Cutie Honey is tremendous fun, but it isn't perfect. What makes it wobble is that the third leg of the hero triumvirate is shaky. The ace reporter, Seiji Hayami is supposed to be cool, suave, sophisticated and practically omniscient. He's a walking deus ex machina to keep the plot ticking over. Unfortunately the performance just didn't click for me. In a film like this, the cool, suave and sophisticated has to be overcooked, just beyond serious. He didn't seem to pull it off, and instead just came across as annoying. I also felt that the film lost its way in the middle, drifted from the central plot, and didn't add too much to the character development either. The biggest problem was the ending though, which for some reason pulled back from the cheese and the seventies overtones, to unexpectedly get a little philosophical about the nature of good and evil, of love and hate. A film like this needs to go out on a bang. This was more of a whimper.
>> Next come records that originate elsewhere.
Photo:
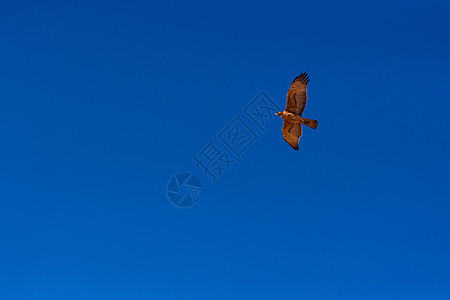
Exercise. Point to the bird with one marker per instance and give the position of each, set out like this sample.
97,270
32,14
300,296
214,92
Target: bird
292,114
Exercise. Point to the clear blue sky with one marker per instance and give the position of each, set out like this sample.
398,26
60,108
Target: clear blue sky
103,102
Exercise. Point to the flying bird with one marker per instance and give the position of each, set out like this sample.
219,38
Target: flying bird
292,114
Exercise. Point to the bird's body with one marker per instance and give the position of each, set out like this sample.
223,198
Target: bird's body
292,114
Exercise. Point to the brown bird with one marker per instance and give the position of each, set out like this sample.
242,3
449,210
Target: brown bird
292,114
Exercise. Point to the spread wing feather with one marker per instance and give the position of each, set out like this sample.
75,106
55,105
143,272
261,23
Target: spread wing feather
292,133
296,99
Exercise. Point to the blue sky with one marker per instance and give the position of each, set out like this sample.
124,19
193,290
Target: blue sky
103,102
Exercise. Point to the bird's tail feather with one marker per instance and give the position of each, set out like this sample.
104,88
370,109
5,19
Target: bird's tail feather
309,122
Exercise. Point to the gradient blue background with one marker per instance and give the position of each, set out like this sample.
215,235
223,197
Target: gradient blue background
102,102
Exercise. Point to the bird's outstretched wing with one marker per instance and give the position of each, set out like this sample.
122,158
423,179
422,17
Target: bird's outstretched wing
292,133
296,100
It doesn't alter the fact that I enjoyed much of this film, loved the look and feel of it, and probably laughed more than I should have. Cutie Honey is definitely a film to file under guilty pleasures. If you are a fan of the original anime, or anime in general, then this is a must see. It's also a film to look up if you look back fondly on the old Batman serial, and those bizarre sixties adventure series like The Man From U.N.C.L.E. It's a definite rental opportunity, and well worth considering a purchase.